Kalon Holdings amends Mandom tender offer, clarifies withdrawal terms
Kalon Holdings Co., Ltd. has filed an amendment to its tender offer for Mandom Corporation, a company listed on the Prime Market of the Tokyo Stock Exchange. The amendment, filed on October 10, 2025, with the Kanto Local Finance Bureau, updates the "Public Notice of Commencement of Tender Offer" originally dated September 26, 2025. This follows Kalon Holdings receiving a "Notice of No Cease and Desist Order" and a "Notice of Shortening the Non-Acquisition Period" from the Japan Fair Trade Commission on October 8, 2025, allowing the acquisition of shares to proceed earlier.
The primary change clarifies the conditions under which the tender offer may be withdrawn. It specifies that withdrawal can occur due to events outlined in Article 14 of the Enforcement Order, including a new provision regarding a Prior Notice of Cease and Desist Order from the Fair Trade Commission, the Period for Measures not ending, or an application for an emergency injunction against Mandom for alleged violation of Article 10, Paragraph 1 of the Act on Prohibition of Private Monopolization and Maintenance of Fair Trade.

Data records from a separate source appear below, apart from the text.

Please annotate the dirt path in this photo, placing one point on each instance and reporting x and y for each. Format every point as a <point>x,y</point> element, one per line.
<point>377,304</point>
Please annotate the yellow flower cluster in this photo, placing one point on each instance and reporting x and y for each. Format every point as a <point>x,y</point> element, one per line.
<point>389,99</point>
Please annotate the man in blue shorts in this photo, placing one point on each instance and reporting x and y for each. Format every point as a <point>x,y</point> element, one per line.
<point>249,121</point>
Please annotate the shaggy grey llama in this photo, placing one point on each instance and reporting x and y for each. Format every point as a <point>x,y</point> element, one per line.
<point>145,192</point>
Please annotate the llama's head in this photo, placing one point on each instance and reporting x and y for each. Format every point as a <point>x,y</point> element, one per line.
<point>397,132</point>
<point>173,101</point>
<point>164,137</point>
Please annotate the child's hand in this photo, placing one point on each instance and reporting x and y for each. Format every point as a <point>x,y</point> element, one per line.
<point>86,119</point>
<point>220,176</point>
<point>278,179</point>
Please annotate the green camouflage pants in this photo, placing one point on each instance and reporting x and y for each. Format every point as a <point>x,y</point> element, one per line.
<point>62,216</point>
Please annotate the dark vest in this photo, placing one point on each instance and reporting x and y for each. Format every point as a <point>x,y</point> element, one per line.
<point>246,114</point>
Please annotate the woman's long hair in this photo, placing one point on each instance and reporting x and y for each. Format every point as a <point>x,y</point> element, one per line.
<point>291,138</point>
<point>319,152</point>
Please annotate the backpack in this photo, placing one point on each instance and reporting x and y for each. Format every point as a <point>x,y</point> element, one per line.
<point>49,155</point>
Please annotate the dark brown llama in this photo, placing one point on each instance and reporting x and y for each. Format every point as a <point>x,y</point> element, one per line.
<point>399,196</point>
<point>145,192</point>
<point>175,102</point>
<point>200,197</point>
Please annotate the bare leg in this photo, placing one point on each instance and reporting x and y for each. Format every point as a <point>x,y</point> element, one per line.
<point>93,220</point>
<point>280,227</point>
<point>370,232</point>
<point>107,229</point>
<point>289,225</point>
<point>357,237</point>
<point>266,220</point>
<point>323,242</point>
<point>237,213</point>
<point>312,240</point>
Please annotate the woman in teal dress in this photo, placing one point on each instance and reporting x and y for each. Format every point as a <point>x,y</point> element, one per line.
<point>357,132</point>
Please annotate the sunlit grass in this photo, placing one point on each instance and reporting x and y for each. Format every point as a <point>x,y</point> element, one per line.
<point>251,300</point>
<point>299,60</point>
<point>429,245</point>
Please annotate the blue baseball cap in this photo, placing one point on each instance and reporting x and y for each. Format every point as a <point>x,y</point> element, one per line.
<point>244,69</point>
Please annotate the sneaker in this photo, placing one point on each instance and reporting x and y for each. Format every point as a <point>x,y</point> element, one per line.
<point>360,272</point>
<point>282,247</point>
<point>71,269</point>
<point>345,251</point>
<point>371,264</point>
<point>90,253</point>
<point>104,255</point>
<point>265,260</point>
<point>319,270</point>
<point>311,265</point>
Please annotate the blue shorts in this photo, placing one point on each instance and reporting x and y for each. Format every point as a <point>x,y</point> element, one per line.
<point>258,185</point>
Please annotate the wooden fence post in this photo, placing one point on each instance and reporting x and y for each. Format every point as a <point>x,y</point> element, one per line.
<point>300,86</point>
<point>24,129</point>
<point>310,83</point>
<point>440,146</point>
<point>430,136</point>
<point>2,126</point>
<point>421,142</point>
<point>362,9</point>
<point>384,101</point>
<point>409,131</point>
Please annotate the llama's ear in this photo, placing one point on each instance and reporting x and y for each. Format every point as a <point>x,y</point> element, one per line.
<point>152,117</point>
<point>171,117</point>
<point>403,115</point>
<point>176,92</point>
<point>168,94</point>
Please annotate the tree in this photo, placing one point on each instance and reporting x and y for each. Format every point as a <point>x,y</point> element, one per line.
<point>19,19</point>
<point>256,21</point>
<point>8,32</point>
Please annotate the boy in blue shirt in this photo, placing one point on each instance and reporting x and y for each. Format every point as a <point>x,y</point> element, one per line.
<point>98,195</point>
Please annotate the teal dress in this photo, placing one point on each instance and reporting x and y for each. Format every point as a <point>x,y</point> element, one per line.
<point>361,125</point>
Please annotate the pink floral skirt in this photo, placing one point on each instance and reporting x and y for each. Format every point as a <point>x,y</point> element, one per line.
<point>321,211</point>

The conditions for withdrawal also detail events such as Mandom deciding to pay dividends of surplus or acquire its own shares, where the value is expected to be less than 10% of the book value of net assets (JPY 5,403 million) as stated in its 108th Annual Securities Report on June 23, 2025. This amendment provides further clarity on the terms and potential risks associated with the tender offer.